The Government’s decision to charge students more for university in England next year is “morally wrong” and the reforms are a “sticking plaster” on what is needed, education leaders have warned.

Tuition fees for domestic undergraduate students in England will rise to £9,535 per year after eight years of being frozen at a maximum of £9,250.

Education Secretary Bridget Phillipson told MPs on Monday that the fee rise had “not been an easy decision” but it was necessary to “secure the future of higher education” amid financial challenges.

It comes as university leaders have warned of significant financial concerns as a result of frozen tuition fees paid by domestic students and a fall in the number of international students.

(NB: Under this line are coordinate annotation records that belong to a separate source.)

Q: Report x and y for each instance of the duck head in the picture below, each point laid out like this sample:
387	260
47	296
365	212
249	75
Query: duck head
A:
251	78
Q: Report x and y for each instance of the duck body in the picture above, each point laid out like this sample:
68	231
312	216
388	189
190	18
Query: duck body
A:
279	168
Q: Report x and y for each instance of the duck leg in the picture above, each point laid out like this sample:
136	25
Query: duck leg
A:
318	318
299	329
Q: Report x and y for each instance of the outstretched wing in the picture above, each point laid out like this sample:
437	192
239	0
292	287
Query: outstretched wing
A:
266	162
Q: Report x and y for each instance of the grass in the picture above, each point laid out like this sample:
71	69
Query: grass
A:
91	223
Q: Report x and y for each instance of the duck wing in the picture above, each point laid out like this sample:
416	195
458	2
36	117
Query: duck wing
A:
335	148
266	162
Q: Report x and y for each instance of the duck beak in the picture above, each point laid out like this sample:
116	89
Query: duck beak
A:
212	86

Ms Phillipson announced that maintenance loans would also rise in line with inflation in the 2025/26 academic year to help students facing cost pressures.

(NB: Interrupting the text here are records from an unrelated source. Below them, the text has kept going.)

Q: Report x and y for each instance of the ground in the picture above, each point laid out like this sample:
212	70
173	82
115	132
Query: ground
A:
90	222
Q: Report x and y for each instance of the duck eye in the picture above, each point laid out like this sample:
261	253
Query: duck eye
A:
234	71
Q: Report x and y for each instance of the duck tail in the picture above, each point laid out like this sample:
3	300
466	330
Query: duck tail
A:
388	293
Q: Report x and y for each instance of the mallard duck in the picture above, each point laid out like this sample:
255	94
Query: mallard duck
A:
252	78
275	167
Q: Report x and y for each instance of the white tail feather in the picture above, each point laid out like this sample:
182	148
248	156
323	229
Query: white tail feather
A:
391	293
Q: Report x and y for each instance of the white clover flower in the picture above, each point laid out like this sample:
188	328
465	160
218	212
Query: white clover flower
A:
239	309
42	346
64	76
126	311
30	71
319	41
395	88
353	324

The tuition fee and maintenance loan rates will apply to new students and those who are continuing their studies from 2025/26.

The Education Secretary also said the Government wants to look at whether the threshold for paying back tuition fees should rise in line with inflation but “we’re not making that change now” as she outlined plans for reforms to the sector.

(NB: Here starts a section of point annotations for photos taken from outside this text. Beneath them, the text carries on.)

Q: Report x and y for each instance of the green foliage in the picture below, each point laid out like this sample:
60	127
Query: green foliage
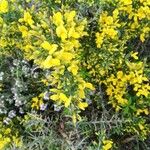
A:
74	74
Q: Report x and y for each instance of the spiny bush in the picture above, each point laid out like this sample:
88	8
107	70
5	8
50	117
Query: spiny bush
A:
81	61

Ms Phillipson appeared to indicate that she would like maintenance grants to be restored rather than increasing loans, which commentators have argued simply saddle students from lower-income backgrounds with more debt.

Asked whether she had been pushing for grants rather than increasing loans, she told Sky News: “I want to look across the board at the support that is required, absolutely.”

Pressed on the fact that she had not denied wanting to bring in grants, she said she was “not going to make promises I can’t deliver”.

The National Union of Students (NUS) said students were being asked to “foot the bill” to keep the lights and heating on in their universities and to prevent their courses from closing down amid the “crisis”.

Alex Stanley, vice president for higher education of the NUS, said: “This is, and can only ever be, a sticking plaster.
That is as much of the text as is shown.